Quadsat gets ESA funding for ready-to-fly antenna testing kits
TAMPA, Fla. — Danish startup Quadsat said June 16 it has secured European Space Agency funding to productize the drones it uses to calibrate and test satellite antennas.
At the end of the 10-month 500,000 euro ($525,000) ESA contract, Quadsat CEO Joakim Espeland said the company aims to launch its first drone that customers can operate themselves to test their networks.
Quadsat currently has to send technicians to the customers that want to use its quadcopters as stand-ins for satellites.
The quadcopters are integrated with custom radio frequency payloads that help operators, including megaconstellation startup OneWeb, verify ground segment antennas more efficiently outside laboratory conditions.
In March, Quadsat announced it had also worked alongside ESA’s European Space Operations Centre (ESOC) to test antennas as large as 15 meters in Sweden.
“This funding will make it easier to launch a more productised version as currently it is service-led,” Joakim Espeland told SpaceNews via email.
“This will make it easier to scale the solution, making drone-based testing more widely available.”
The funding came from ESA’s Advanced Research in Telecommunications Systems (ARTES) Core Competitiveness program, which supports the development of innovative satellite communications products, services and systems.

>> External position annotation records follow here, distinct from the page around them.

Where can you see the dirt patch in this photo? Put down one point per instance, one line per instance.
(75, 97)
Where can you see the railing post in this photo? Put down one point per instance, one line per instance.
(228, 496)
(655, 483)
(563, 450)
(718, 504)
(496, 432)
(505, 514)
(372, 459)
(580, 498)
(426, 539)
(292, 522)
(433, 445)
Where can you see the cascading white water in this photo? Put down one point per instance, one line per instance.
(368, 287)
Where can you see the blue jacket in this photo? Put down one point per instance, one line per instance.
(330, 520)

Including a previous 250,000 euro funding round with ESA, Espeland said QuadSat has so far raised about $5 million in total.
He said the company plans to raise more funding to expand its operations.

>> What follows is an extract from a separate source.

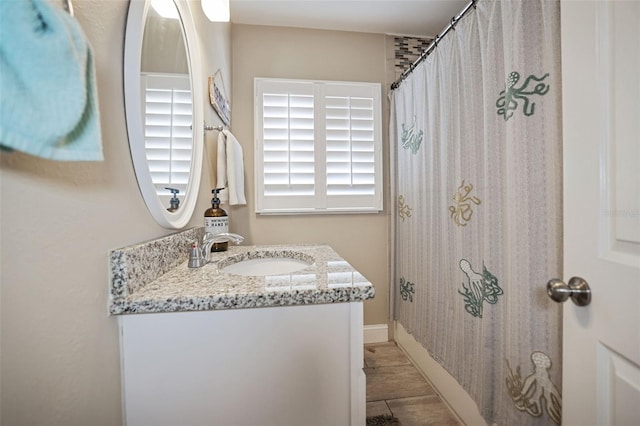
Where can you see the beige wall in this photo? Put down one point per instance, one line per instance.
(59, 348)
(258, 51)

Quadsat says its drones use specialized software for flight automation and frequency measurements that can be used in any location.
The company sees strong demand for its antenna-testing solutions from low Earth orbit (LEO) constellations.
LEO operators traditionally use a visible geostationary (GEO) satellite to calibrate gateways outside the lab.
However, the closer the gateway is to the poles the trickier it is to get an unobstructed view of a GEO satellite to lock onto, because of how low they appear on the horizon.
Beacons on top of large structures can also be built to characterize gateways, which Quadsat says are often logistically challenging to use and limit the range of possible tests.